Reputation: 3182
I have a directory full of files that have date strings as part of the filenames:
file_type_1_20140722_foo.txt
file_type_two_20140723_bar.txt
filetypethree20140724qux.txt
I need to get these date strings from the filenames and save them in an array:
['20140722', '20140723', '20140724']
But they can appear at various places in the filename, so I can't just use substring notation and extract it directly. In the past, the way I've done something similar to this in Bash is like so:
date=$(echo $file | egrep -o '[[:digit:]]{8}' | head -n1)

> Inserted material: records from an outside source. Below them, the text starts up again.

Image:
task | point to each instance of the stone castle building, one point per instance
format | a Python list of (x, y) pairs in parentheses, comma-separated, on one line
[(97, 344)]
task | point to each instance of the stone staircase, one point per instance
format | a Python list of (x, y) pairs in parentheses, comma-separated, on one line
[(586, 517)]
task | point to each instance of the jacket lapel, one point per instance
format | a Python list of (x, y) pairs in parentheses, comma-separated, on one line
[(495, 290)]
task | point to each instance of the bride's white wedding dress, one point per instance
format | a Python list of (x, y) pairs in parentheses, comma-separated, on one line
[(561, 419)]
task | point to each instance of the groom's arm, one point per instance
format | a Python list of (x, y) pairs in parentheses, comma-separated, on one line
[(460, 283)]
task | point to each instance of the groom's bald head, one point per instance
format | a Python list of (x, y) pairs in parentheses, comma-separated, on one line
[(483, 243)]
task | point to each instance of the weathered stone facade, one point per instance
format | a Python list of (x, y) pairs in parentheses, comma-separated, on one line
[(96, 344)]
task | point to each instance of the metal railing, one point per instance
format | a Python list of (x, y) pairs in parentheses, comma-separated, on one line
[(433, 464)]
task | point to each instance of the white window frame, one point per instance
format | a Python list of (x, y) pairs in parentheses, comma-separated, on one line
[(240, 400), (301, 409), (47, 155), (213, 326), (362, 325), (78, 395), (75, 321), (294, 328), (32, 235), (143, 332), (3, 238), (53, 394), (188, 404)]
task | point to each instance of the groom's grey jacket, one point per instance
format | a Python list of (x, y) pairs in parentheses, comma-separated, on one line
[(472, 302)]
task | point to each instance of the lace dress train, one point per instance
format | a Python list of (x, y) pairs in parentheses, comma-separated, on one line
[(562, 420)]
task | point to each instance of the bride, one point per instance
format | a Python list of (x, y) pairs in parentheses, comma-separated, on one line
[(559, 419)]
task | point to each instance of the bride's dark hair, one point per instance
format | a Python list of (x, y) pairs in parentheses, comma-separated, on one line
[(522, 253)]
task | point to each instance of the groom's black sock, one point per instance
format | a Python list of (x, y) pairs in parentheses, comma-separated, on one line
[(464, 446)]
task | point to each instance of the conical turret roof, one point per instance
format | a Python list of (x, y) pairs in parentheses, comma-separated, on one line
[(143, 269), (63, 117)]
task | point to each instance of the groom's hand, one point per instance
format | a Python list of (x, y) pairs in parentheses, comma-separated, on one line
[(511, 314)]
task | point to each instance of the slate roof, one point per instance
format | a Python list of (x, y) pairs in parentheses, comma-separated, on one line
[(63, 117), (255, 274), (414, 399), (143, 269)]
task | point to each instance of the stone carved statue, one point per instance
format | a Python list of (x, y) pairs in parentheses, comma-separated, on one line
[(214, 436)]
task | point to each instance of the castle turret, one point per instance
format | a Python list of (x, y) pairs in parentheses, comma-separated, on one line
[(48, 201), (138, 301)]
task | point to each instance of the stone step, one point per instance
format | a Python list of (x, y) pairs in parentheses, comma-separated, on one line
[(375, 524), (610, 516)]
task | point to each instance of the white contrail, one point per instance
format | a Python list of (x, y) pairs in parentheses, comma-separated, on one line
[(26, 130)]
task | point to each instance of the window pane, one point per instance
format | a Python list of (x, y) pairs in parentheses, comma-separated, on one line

But I can't use Bash for this because it sucks at math (I need to be able to add and subtract floating point numbers). I've tried glob.glob()
and re.match()
, but both return empty sets:
>>> dates = [file for file in sorted(os.listdir('.')) if re.match("[0-9]{8}", file)]
>>> print dates
>>> []
I know the problem is it's looking for complete file names that are eight digits long, but I have no idea how to make it look for substrings instead. Any ideas?
Upvotes: 1
Views: 14536
Reputation: 881037
>>> import re
>>> import os
>>> [date for file in os.listdir('.') for date in re.findall("(\d{8})", file)]
['20140722', '20140723']
Note that if a filename has a 9-digit substring, then only the first 8 digits will be matched. If a filename contains a 16-digit substring, there will be 2 non-overlapping matches.
Upvotes: 6
Reputation: 42788
re.match
matches from the beginning of the string. re.search
matches the pattern anywhere.
Or you can try this:
extract_dates = re.compile("[0-9]{8}").findall
dates = [dates[0] for dates in sorted(
extract_dates(filename) for filename in os.listdir('.')) if dates]
Upvotes: 1
Reputation: 3196
Your regular expression looks good, but you should be using re.search instead of re.match so that it will search for that expression anywhere in the string:
import re
r = re.compile("[0-9]{8}")
m = r.search(filename)
if m:
print m.group(0)
Upvotes: 2